REVIEW: Swords of Sorrow #2

Covers: Tula Lotay, Emanuela Lupacchino
Writer: Gail Simone
Art: Sergio Davila

Brief interlude time.  The traveller and his Mistress chat about the heroines that have been kind of recruited to fight the evil Prince and his group of scantily clad villainess’.

Book two of the Dynamite, licence spanning crossover, sees the majority of time spent with Red Sonja and Dejah Thoris, along with the relevant ancillary characters of Mars, having the obligatory fight before friendship. Interspersed throughout is a quick catch up with Vampirella and the Dynamite dynamic duo of Masquerade and Kato, both of which allude to the relevant tie-in books from the last fortnight.

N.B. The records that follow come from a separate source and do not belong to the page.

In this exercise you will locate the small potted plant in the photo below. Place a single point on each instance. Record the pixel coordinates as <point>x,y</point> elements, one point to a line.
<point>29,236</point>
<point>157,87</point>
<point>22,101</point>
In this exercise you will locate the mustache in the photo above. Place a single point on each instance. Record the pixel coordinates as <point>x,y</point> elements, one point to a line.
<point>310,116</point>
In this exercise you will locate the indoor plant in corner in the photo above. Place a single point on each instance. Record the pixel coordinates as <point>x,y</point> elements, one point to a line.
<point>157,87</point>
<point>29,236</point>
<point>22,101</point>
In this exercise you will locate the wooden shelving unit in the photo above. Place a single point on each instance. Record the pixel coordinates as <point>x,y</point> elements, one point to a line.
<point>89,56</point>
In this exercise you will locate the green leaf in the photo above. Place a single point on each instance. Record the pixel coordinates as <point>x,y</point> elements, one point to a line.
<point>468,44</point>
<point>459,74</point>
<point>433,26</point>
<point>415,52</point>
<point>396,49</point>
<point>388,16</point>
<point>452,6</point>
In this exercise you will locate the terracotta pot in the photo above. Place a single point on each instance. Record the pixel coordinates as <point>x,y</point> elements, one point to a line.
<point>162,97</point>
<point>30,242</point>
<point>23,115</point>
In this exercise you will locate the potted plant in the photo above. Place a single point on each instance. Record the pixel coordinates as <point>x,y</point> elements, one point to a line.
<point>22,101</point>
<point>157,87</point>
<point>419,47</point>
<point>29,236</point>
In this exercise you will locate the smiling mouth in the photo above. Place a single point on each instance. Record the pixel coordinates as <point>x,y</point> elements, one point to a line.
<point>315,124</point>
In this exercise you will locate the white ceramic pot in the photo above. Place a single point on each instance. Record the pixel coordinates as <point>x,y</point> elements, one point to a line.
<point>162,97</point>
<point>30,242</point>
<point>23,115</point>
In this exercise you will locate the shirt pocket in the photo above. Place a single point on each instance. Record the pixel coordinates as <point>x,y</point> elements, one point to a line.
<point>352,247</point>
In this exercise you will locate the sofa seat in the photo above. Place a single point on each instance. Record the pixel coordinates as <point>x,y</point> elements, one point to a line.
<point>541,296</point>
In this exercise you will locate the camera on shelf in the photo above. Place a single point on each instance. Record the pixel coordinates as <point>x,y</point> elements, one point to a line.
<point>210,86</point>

Book two also allows focus on the bad guys; we have already seen Purgatori in action, now we have Catherine Bell and with the introduction of Lady Greystoke, to say there is a lot going on, therefore seems like an understatement. But it isn’t. Sure, there are a ton of characters and environments to keep track of but does the story really progress?

To an extent, yes it does. The big bad is coming more to the fore, the heroines are becoming comfortable with their new partners and despite the army of Shard looking like extras from an episode of Power Rangers, the sheer number of them do present some difficulties for the heroines. Gail Simone keeps track of who is where, doing what and the set up pieces for the tie-ins, which, don’t disrupt the overall flow of the book.  The script between Sonja and Thoris is fun, with each coming to their moments of epiphany.

The art by Sergio Dávila is solid throughout. There is a lot of bikinis in play and yes, the art does focus on certain curvaceous elements, but this is a comic book, where heroines have to look the part in action scenes. Sometimes a cigar is just a cigar, so therefore art is just art; it doesn’t have to be politically correct or play to any particular world view. The strength of the art is the flow and pace of the storytelling. At times it looks like Dávila alters his inking style to accommodate the various world’s, helped in a large part by the colours of Jorge Sutil, who impresses throughout the book.

So, another solid issue, which serves a number of purposes.  I would have liked to see the main story moved along a little faster, serving the main story rather than the tie-in adverts, but recognize this is the second issue of six, so there is still time to get on track. It’s clear that Dynamite consider Sonja, Thoris and Vampirella as their trinity and it is to Simone’s credit that neither character is short-changed, which should please the fans.